# Thank God it's over!



## wendell (May 8, 2011)

Like a car crash you can't stop watching, I stuck it out to the end but so glad this season is over.

Each episode just got worse and worse. Why do they have to make it so ridiculous?


----------



## MacLaren (May 8, 2011)

I didnt get to watch. Did Collins or S+S win?


----------



## JRepairsK70e (May 8, 2011)

i think collins won the log off but the smiths got a bigger cash buy out for their soggy logs , the water loggin guys need their own show so we dont have to watch them lol jk


----------



## wendell (May 8, 2011)

Vincent Vega said:


> I didnt get to watch. Did Collins or S+S win?


 
Yeah, Collins had 3 more logs but S&S got 3 times the cash. Quite sure another staged set up.


----------



## MacLaren (May 8, 2011)

I agree guys. But y'all know how it is. As long as its bringing in money thats all that counts. they would even Craig out there singing show tunes if it helped ratings.....


----------



## ebecca (Jun 28, 2011)

hope the next season be more splendid


----------



## Grateful11 (Jun 28, 2011)

I like Shelby and Willie. He likes his dog more than his I believe. It choked me up a bit when Willie got sick.


----------



## a. palmer jr. (Nov 7, 2011)

Is there even gonna be another season for Ax Men or Swamp Loggers? I haven't heard a word about either of them, been checking the listings and nothing is said about either of them.


----------



## SawAgain (Dec 23, 2011)

*Ax Men new season*

Yes the new episodes start in January.


----------



## wendell (Dec 23, 2011)

Must not watch. Must not watch. Must not watch.


----------



## a. palmer jr. (Dec 23, 2011)

Some of these logging shows have some silly stuff in them but look at the alternatives. Political debates, other reality shows like baking cakes, the millionth episode of The Orange County Choppers. At least the scenery is good on some of the logging shows.


----------



## MerchBanger (Dec 23, 2011)

It's better than the crap my girlfriend likes to watch.


----------



## Sport Faller (Dec 27, 2011)

a. palmer jr. said:


> Some of these logging shows have some silly stuff in them but look at the alternatives. Political debates, other reality shows like baking cakes, the millionth episode of The Orange County Choppers. At least the scenery is good on some of the logging shows.

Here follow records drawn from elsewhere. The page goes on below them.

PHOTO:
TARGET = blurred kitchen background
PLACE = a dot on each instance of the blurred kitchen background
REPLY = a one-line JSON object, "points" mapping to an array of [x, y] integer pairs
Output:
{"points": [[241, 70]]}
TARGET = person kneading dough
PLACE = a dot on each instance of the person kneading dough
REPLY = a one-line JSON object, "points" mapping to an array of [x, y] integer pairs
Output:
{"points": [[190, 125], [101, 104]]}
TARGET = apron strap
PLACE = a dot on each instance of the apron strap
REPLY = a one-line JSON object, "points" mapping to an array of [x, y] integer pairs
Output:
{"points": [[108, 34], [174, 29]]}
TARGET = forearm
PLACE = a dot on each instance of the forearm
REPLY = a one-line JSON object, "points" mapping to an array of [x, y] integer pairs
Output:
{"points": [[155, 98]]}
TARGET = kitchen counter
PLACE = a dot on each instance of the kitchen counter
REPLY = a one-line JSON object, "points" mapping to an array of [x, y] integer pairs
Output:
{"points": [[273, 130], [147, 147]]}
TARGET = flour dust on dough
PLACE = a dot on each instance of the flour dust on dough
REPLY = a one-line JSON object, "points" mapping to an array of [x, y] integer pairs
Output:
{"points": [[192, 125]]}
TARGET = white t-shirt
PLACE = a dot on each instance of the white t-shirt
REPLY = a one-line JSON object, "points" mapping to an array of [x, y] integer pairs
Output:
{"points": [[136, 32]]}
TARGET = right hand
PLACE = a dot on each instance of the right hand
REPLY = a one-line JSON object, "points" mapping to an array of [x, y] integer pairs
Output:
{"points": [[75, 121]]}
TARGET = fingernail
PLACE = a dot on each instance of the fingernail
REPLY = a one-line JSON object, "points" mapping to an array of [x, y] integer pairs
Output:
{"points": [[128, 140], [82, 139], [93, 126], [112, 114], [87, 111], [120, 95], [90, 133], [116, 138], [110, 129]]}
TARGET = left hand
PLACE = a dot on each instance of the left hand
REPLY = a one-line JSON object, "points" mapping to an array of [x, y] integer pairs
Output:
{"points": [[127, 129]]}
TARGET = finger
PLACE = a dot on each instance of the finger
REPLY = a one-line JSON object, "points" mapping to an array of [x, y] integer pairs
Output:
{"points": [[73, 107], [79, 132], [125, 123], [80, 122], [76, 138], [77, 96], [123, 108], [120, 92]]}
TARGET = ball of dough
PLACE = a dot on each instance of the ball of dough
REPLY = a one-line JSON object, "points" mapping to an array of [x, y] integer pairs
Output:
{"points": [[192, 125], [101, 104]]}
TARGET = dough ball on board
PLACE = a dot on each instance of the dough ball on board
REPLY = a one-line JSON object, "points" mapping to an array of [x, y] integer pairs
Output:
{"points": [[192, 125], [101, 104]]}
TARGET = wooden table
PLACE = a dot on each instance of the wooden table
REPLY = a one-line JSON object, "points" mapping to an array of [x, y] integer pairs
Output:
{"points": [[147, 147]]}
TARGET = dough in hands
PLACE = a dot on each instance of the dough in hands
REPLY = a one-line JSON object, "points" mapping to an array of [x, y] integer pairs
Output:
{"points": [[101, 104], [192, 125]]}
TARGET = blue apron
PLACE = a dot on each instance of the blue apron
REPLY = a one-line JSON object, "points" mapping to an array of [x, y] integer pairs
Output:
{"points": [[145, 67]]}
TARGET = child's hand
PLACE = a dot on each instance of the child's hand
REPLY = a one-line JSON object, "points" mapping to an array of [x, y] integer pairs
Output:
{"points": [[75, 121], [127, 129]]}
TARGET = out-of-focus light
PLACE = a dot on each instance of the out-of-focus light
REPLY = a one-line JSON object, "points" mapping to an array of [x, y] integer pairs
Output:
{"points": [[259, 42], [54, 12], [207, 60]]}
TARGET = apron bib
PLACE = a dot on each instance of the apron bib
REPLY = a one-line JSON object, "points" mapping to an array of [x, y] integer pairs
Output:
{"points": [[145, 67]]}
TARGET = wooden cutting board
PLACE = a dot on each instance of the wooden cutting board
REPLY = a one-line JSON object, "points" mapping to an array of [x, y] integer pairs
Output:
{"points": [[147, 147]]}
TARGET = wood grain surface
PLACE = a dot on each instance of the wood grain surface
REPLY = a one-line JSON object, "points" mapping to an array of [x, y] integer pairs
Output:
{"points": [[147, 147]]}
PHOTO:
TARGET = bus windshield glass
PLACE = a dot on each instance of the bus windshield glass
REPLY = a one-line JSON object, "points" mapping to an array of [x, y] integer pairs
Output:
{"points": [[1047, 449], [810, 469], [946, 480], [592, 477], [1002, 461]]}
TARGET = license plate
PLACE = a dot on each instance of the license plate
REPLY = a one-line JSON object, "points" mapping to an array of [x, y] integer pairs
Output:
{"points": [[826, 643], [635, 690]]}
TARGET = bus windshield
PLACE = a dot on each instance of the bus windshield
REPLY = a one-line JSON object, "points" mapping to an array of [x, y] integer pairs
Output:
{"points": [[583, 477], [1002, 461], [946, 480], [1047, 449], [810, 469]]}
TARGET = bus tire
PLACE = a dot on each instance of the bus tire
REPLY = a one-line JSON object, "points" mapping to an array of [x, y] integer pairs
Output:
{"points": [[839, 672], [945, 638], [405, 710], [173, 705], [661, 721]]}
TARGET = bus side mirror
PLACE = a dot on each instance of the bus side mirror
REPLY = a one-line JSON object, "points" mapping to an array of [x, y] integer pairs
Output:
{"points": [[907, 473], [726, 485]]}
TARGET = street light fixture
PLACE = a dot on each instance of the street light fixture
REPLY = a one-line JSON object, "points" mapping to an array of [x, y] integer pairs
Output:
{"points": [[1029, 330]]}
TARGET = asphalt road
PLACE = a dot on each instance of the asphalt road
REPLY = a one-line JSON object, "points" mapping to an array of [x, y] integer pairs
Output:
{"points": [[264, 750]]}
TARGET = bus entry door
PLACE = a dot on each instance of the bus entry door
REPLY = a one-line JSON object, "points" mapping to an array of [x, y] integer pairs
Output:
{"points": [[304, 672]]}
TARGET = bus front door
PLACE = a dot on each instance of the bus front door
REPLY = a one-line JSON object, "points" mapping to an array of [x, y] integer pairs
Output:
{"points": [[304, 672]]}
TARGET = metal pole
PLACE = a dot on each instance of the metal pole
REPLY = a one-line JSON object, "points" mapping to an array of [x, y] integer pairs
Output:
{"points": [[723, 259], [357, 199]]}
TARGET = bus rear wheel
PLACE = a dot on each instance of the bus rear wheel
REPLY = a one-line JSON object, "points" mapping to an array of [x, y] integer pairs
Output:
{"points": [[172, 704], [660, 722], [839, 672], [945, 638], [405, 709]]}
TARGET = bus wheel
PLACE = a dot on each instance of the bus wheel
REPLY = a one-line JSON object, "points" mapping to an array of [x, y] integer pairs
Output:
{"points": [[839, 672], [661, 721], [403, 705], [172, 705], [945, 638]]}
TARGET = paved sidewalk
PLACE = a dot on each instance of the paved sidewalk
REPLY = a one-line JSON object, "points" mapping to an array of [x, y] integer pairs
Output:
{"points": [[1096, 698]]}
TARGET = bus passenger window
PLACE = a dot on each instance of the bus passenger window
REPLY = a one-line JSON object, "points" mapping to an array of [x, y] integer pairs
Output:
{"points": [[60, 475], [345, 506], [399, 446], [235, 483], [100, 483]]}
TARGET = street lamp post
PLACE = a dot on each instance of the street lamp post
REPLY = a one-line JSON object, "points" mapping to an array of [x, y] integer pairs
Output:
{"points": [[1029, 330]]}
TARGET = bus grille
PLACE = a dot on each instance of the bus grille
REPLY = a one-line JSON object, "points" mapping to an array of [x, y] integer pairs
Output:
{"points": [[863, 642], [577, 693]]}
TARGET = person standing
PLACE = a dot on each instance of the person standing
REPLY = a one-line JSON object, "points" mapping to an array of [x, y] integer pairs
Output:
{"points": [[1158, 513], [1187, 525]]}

Exactly, I could be stuck watching some horse #### cop drama that's chock full of washed up actors, or some horribly redundant gameshow that's been done a dozen times already, and I absolutely refuse to watch the news or any political crap so Axmen is actually damn good TV as far as I'm concerned. Sure it may not be 100% accurate, but what reality TV show is?


----------